Share a before and after image. 

1. What did you change?
    a. Boxplots to include every NBA team for the 2021-22 season
    b. Team abbreviations for each box plot
    c. Color palette
2. Why did you change it?
    I decided to change my box plot because my original plot was bland, nondescriptive, and showed the point distribution for all the teams instead of each team.
    By adding descriptors one could more easily see what they are viewing.  

'''
plt.figure(figsize=(12, 6))
sns.boxplot(
    data=df_2021_22, 
    x = 'team_abbreviation',
    y = 'pts', 
    palette='viridis')  # Using a nice color palette
plt.xticks(rotation=45)
plt.title("Distribution of Points in 2021-22 by team") 
plt.show()


In [None]:
# Now lets do a histogram
plt.figure(figsize=(8,5))
plt.hist(df_2021_22.pts)
plt.xlabel('Points')
plt.ylabel('Frequency')
plt.title('2021-22 Points Distribution')
plt.show()

In [None]:
# Plotting Kernel density plot for another perspective on the distribution of pts data

sns.kdeplot(data=df_2021_22, x="pts", fill=True)  # Add 'fill=True' for filled area
plt.xlabel('Points Scored')
plt.ylabel('Density')
plt.title('Density Plot of Points Distribution')
plt.show()

In [None]:
#df_2021_22.info()
numeric_df = df.select_dtypes(include=['float64', 'int64'])
numeric_df.info()


In [None]:
# Adding correlation plot
# -1 = negative correlation (red)
# 1 = positive correlation (blue)

plt.figure(figsize=(10, 10)) # increased plot size for better visibility 
sns.heatmap(numeric_df.corr(), annot=True, cmap='RdBu', vmin=-1, vmax=1) 
plt.show()

## Exploring Relationships Between Columns


### Player Height vs.

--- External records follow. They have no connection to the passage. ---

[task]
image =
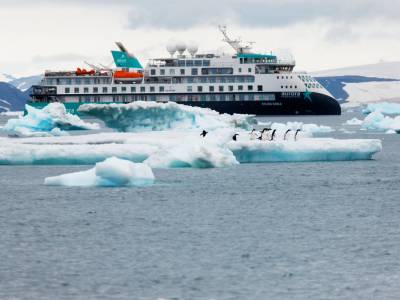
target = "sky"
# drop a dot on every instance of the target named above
(38, 35)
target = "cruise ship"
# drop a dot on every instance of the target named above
(242, 82)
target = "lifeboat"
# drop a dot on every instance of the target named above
(82, 72)
(127, 75)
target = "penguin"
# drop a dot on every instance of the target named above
(273, 135)
(253, 135)
(204, 133)
(295, 136)
(287, 131)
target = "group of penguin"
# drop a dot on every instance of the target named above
(267, 134)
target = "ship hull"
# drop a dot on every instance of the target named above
(284, 104)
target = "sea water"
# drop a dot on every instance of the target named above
(323, 230)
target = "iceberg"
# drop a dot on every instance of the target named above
(51, 120)
(353, 121)
(177, 149)
(377, 121)
(111, 172)
(149, 116)
(309, 149)
(387, 108)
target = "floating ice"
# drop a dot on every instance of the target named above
(354, 121)
(377, 121)
(387, 108)
(51, 120)
(147, 116)
(321, 149)
(111, 172)
(170, 149)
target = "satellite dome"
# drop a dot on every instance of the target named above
(192, 48)
(180, 47)
(171, 47)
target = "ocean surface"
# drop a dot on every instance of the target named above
(322, 230)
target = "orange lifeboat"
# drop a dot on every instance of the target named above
(127, 75)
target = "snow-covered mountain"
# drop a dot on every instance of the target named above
(363, 84)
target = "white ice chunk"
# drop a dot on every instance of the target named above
(151, 115)
(111, 172)
(387, 108)
(354, 121)
(377, 121)
(43, 122)
(309, 149)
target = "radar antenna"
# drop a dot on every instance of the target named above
(235, 44)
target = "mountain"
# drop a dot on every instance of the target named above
(11, 98)
(362, 84)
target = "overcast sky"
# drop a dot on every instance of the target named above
(324, 34)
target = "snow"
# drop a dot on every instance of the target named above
(386, 108)
(151, 115)
(377, 121)
(354, 121)
(51, 120)
(322, 149)
(367, 92)
(111, 172)
(180, 148)
(382, 70)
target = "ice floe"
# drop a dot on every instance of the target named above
(354, 121)
(387, 108)
(151, 115)
(170, 149)
(111, 172)
(51, 120)
(377, 121)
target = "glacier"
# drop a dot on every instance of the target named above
(177, 149)
(151, 115)
(111, 172)
(53, 119)
(387, 108)
(378, 121)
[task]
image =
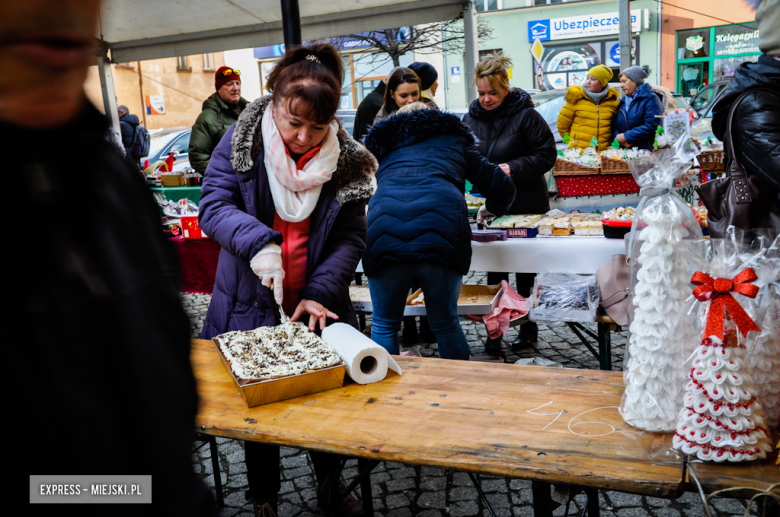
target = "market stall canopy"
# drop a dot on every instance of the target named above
(152, 29)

Points Scored (Numerical to Numerical Analysis)

In [None]:
# Exploring Relationships Between Columns
'''
I am curious to see relationship between player height and
points scored using a scatter plot and calculating the Pearson correlation coefficient.

'''
# Player Height vs. Points Scored (Numerical to Numerical Analysis)

# Calculating Pearson correlation coefficient between 'player_height_cm' and 'pts'
correlation_height_pts = df_2021_22['player_height_cm'].corr(df_2021_22['pts'])
correlation_height_pts

In [None]:
# The correlation coefficient suggests that there is no strong correlation between 
# player_heights and pts

In [None]:
# Now lets create a scatter plot to visualize the relationship between player height and points scored
plt.figure(figsize=(8, 5))
plt.scatter(df_2021_22['player_height_cm'], df_2021_22['pts'], alpha=0.2)
plt.title('Player Height vs. Points Scored (2021-22 Season)')
plt.xlabel('Player Height (cm)')
plt.ylabel('Points Scored')
plt.grid(True)
plt.show()

print("Correlation coefficient:", correlation_height_pts)

## Calculating average points scored by draft round


In [None]:
# I still need to research this code to understand how and what it does

# Calculating average points scored by draft round
avg_pts_by_draft_round = df_2021_22.groupby('draft_round')['pts'].mean().reset_index()

# Creating a bar chart to visualize the average points scored by draft round
plt.figure(figsize=(8, 5))
plt.bar(avg_pts_by_draft_round['draft_round'].astype(str), avg_pts_by_draft_round['pts'], color='skyblue')
plt.title('Average Points Scored by Draft Round (2021-22 Season)')
plt.xlabel('Draft Round')
plt.ylabel('Average Points Scored')
plt.xticks(rotation=45)
plt.grid(axis='y')
plt.show()

# Display the average points scored by draft round
print(avg_pts_by_draft_round)